To read the 'stringy' parts, you read data in byte form until a known end point (e.g. a newline symbol, signalling that the GET /path HTTP/1.1 line is now done), and then take the entire byte array that contains the 'line' and convert that to a string, e.g. using new String(byteArr, 0, pos, StandardCharsets.US_ASCII), and then parse that string (e.g. store it in your header map or read the HTTP method out of it).
For the HTTP request body, read bytes out and pass them on through to an InputStreamReader, but separate it out: you can't convert to characters and then count how many bytes you read. It just doesn't work that way.
ByteBuffer and Channel is the newer API and it probably will work a lot better especially if you want to efficiently deal with a 'mixed mode' channel that is going to send a ton of data.

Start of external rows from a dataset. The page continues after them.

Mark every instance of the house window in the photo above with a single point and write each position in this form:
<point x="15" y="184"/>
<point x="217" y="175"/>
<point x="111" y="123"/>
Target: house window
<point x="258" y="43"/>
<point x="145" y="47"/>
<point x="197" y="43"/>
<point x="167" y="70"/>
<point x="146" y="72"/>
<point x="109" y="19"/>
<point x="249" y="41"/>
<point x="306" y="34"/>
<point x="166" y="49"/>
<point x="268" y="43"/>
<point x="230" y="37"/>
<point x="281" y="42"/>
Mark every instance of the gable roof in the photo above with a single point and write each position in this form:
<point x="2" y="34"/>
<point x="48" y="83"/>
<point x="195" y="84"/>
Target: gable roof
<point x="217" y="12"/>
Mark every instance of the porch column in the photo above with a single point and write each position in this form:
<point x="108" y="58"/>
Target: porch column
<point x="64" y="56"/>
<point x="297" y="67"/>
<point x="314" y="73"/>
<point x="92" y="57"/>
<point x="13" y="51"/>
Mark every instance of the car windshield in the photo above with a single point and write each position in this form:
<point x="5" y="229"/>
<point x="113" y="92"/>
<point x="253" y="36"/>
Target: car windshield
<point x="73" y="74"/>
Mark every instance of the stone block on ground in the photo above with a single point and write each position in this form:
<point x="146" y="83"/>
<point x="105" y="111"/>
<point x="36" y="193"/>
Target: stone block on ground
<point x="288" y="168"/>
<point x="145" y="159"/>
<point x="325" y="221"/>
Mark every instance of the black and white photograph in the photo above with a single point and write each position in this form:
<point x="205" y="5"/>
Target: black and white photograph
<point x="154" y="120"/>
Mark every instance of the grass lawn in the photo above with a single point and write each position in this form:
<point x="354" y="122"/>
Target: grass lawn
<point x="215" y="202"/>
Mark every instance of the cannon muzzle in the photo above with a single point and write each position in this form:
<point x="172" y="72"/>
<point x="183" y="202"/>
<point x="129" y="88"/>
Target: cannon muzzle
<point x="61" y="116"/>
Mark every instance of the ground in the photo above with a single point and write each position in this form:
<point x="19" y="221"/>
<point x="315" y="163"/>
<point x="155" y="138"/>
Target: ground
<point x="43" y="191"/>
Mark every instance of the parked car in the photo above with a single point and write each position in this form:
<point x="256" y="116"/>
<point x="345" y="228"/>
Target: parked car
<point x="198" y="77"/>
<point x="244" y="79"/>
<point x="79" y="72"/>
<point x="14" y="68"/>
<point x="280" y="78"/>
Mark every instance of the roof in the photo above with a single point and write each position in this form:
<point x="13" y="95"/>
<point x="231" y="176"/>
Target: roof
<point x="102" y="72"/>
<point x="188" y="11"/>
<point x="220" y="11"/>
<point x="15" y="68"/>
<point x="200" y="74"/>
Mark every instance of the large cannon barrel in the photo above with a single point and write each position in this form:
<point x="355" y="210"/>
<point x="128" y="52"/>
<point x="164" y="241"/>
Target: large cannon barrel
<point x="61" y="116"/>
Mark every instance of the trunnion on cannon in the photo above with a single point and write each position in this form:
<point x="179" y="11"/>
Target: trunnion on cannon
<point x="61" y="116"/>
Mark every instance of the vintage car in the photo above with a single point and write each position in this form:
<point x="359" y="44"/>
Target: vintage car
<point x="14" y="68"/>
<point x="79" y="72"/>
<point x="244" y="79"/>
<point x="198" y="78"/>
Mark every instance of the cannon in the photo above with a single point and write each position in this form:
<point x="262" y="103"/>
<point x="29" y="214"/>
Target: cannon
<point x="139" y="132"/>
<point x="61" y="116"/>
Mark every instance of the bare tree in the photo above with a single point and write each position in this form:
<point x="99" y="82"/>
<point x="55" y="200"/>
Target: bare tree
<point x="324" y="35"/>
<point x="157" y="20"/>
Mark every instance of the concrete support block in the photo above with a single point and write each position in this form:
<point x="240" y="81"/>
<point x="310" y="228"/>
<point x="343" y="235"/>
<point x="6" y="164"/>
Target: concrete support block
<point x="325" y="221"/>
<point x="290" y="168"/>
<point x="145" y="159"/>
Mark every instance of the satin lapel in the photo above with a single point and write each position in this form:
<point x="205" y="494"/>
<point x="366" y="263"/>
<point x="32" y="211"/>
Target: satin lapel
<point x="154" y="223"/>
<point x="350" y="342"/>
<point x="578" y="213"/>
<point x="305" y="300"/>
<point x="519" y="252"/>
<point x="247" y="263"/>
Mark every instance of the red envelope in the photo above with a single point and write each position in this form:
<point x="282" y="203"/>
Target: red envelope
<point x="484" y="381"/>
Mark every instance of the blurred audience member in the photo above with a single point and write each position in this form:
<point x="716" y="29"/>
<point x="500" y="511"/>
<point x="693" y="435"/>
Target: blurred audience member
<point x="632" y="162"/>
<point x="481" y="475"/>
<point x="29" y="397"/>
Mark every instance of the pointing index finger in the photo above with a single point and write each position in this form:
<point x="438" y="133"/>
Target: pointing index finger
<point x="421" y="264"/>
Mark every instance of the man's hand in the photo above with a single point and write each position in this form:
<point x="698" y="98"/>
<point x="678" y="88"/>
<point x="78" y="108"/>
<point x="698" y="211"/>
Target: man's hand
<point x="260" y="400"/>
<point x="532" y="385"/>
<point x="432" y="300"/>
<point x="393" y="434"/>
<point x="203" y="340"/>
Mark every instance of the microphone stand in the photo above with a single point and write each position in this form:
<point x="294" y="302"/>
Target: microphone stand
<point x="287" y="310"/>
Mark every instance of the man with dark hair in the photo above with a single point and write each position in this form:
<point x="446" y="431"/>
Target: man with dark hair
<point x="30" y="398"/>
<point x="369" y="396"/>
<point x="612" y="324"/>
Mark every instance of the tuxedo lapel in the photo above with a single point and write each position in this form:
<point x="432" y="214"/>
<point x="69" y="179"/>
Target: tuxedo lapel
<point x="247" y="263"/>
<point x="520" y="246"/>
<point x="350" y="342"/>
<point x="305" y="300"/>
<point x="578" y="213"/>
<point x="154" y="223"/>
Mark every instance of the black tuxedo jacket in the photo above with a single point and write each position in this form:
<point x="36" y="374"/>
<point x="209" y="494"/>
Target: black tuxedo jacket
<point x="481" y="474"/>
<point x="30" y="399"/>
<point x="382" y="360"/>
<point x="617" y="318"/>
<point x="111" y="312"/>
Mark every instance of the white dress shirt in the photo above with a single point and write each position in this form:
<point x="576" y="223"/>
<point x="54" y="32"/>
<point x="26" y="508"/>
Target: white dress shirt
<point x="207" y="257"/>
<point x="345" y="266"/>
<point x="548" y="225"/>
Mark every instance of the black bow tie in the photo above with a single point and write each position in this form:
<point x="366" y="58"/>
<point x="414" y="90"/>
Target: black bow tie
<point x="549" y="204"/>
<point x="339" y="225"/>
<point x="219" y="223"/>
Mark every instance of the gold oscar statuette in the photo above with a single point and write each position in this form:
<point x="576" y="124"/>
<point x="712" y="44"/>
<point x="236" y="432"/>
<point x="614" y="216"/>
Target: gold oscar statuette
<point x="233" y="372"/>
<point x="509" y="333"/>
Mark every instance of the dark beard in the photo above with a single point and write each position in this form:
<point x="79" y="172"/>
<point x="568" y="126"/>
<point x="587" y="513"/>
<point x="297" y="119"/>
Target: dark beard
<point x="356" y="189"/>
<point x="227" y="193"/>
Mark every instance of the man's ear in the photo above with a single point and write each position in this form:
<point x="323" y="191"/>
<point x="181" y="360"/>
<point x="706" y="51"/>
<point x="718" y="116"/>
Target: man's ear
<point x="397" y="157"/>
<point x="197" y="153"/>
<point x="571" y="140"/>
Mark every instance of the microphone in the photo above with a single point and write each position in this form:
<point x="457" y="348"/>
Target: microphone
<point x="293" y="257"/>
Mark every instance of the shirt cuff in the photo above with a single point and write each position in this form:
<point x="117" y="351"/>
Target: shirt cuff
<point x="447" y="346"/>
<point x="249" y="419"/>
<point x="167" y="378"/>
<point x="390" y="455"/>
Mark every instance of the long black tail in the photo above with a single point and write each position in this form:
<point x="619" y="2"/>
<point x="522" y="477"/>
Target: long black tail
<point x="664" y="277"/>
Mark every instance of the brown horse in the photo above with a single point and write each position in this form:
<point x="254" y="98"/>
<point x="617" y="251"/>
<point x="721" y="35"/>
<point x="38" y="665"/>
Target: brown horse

... but, really, abort. For example, the Range mechanic built into HTTP, used to request a chunk of a resource and required, more or less, to host videos (as web video players use this continuously to stream the video file), is completely crazy and doesn't work anything like one would expect. There's chunked encoding which can be slightly odd. There are all sorts of bizarro caveats that web servers have taken care of, up to and including parsing out the User-Agent string to change behaviour (such as ignoring the indication from a browser that they can handle gzip compression when the UA says it's IE6 and the resource asked is css or js. Which IE6 can't actually read if compressed even if it says it can. Fortunately IE6 is dead and buried but it's not the only bizarro thing that just about every web server has hacked around. No, you won't find that in any spec. That's my point. The amount of domain knowledge that web server authors have is mind boggling and you will spend the next 20 years rediscovering it all if you try to write this on your own. When I said 'HTTP is actually quite complicated', perhaps now you start to see how complicated I mean).

Given that so far you're just appending it all to a StringBuilder, i.e. you don't seem to care about being able to deal with very large input, you could just stream all data into a byte array until it's ALL received, then convert the entire byte array to a string, which completely solves the current problem you are having. It won't solve the 5000 other problems you're going to have in the near future, of course.